Enable Command Execution (Agent Mode)

Toggle on Agent Mode to let the model use the built-in bash tool to execute commands in the sandboxed runtime.This is the foundation for all advanced capabilities: when the model calls any other tools, performs file operations, runs scripts, or accesses external resources, it does so by calling the bash tool to execute the underlying commands.For quick, simple tasks that don’t require these capabilities, you can disable Agent Mode to get faster responses and lower token costs.Adjust Max IterationsMax Iterations in Advanced Settings limits how many times the model can repeat its reasoning-and-action cycle (think, call a tool, process the result) for a single request.Increase this value for complex, multi-step tasks that require multiple tool calls. Higher values increase latency and token costs.

Enable Conversation Memory (Chatflows Only)
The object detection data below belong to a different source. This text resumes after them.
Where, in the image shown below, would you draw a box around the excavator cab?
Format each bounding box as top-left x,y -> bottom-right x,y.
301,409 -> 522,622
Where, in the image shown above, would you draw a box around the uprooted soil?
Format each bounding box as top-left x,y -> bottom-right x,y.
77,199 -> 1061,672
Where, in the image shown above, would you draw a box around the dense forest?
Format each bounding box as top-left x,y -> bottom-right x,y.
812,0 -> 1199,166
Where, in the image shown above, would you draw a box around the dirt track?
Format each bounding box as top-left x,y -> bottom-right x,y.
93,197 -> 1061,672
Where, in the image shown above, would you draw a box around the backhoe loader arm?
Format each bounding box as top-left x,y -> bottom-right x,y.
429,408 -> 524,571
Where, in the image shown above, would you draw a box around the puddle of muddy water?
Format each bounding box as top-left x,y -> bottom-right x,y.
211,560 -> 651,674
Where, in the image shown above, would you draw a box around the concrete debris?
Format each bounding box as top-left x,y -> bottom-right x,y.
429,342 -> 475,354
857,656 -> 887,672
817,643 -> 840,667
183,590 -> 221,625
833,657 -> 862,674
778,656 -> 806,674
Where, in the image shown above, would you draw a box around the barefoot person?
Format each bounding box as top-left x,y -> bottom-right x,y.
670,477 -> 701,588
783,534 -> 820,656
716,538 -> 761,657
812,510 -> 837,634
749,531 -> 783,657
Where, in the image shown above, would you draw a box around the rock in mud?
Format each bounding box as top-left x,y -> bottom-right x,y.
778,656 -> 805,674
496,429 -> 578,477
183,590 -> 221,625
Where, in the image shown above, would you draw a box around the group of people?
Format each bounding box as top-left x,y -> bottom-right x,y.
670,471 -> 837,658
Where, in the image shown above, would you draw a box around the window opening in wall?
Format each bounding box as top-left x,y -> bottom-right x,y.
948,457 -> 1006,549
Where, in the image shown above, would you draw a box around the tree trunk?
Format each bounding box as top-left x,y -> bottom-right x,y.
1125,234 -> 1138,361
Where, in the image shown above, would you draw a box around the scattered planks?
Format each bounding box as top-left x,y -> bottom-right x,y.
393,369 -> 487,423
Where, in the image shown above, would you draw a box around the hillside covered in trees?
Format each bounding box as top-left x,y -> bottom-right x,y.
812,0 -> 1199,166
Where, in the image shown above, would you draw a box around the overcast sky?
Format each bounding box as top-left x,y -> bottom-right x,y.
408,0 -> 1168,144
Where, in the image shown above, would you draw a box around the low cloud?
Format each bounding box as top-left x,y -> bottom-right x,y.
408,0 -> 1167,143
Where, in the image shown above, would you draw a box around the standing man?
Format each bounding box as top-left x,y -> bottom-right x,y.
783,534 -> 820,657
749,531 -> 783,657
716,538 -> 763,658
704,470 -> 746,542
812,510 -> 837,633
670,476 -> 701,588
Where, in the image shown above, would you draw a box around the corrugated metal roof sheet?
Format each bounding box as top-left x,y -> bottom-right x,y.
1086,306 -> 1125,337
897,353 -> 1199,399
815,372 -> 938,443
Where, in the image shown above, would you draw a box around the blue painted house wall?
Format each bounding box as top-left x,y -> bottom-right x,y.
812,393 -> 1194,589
Memory is node-specific and doesn’t persist between different conversations.
Enable Memory to keep recent dialogues, so the LLM can answer follow-up questions coherently.A user message will be automatically added to pass the current user query and any uploaded files. This is because memory works by storing recent user-assistant exchanges. If the user query isn’t passed through a user message, there will be nothing to record on the user side.Window Size controls how many recent exchanges to retain. For example, 5 keeps the last 5 user-query and LLM-response pairs.

Add Context

In Advanced Settings > Context, provide the LLM with additional reference information to reduce hallucination and improve response accuracy.A typical pattern: pass retrieval results from a knowledge retrieval node for Retrieval-Augmented Generation (RAG).

Process Multimodal Inputs

To let multimodal-capable models process images, audio, video, or documents, choose either approach:
  • Reference file variables directly in the prompt.
  • Enable Vision in Advanced Settings and select the file variable there. Resolution controls the detail level for image processing only:
    • High: Better accuracy for complex images but uses more tokens
    • Low: Faster processing with fewer tokens for simple images
For models without relevant multimodal capabilities, use the Upload File to Sandbox node to upload files to the sandbox. Agent nodes can then execute commands to install tools and run scripts to process these files—even file types the model can’t handle natively.
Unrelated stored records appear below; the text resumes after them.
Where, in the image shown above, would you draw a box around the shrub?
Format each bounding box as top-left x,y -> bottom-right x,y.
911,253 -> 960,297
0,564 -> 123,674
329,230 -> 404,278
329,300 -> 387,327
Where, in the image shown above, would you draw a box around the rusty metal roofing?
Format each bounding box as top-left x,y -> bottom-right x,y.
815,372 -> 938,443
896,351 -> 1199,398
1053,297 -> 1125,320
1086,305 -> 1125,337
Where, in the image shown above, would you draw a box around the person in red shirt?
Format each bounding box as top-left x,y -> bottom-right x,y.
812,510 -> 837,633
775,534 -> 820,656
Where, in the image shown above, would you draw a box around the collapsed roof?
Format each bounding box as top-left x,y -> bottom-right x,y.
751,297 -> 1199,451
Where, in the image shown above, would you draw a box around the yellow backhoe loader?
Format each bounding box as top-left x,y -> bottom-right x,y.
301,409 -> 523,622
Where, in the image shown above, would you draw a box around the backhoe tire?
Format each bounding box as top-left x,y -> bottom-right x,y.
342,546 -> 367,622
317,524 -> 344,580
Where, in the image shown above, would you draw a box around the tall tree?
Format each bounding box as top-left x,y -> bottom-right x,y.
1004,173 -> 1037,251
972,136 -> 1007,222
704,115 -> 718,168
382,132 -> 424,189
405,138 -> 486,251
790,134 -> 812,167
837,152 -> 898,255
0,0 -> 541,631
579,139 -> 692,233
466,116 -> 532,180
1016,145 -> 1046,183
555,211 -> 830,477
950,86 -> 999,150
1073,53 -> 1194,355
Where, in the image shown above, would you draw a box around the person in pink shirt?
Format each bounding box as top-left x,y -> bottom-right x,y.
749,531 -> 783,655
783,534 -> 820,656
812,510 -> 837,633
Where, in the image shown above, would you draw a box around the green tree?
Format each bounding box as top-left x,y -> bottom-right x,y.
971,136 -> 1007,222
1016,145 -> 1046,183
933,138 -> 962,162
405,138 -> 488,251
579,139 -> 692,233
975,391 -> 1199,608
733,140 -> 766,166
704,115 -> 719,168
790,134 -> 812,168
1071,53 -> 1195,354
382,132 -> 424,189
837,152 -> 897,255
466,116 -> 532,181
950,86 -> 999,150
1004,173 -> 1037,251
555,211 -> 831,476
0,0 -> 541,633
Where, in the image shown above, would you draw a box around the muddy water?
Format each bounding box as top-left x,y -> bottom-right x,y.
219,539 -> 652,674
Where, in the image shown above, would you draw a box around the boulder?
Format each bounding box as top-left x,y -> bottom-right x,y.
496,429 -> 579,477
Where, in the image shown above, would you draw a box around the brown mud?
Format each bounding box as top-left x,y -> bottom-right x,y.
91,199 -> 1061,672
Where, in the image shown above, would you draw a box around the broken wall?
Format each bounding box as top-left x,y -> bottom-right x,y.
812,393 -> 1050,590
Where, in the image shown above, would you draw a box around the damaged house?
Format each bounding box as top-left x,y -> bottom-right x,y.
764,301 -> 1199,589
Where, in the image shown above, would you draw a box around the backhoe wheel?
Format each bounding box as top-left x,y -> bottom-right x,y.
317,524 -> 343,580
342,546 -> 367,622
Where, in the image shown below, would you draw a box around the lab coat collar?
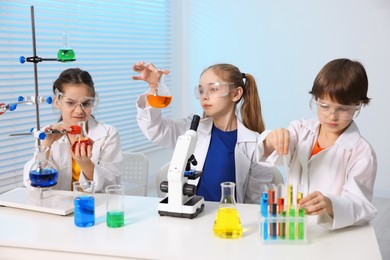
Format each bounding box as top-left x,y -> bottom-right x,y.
55,117 -> 107,143
198,117 -> 257,143
336,121 -> 361,150
309,119 -> 361,150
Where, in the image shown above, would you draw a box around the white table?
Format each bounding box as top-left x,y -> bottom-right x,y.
0,189 -> 381,260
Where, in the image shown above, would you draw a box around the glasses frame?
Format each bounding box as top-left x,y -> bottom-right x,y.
194,81 -> 236,99
54,89 -> 99,113
310,98 -> 362,120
Separate Thinking and Tool Calling from Responses

To get a clean response without the model’s thinking process and tool calls, use the generations.content output variable.The generations variable itself includes all intermediate steps alongside the final response.

Force Structured Output

Describing an output format in instructions can produce inconsistent results. For more reliable formatting, enable structured output to enforce a defined JSON schema.
For models without native JSON support, Dify includes the schema in the prompt, but strict adherence is not guaranteed.
Structured Output
  1. Next to Output Variables, toggle on Structured. A structured_output variable will appear at the end of the output variable list.
  2. Click Configure to define the output schema using one of the following methods.
    • Visual Editor: Define simple structures with a no-code interface. The corresponding JSON schema is generated automatically.
    • JSON Schema: Directly write schemas for complex structures with nested objects, arrays, or validation rules.
    • AI Generation: Describe needs in natural language and let AI generate the schema.
    • JSON Import: Paste an existing JSON object to automatically generate the corresponding schema.
Use file-type structured output variables to extract artifacts from the sandbox and make them available for end users. See Output Artifacts to End Users for details.

Handle Errors

Configure automatic retries for temporary issues (like network glitches), or a fallback error handling strategy to keep the workflow running if errors persist.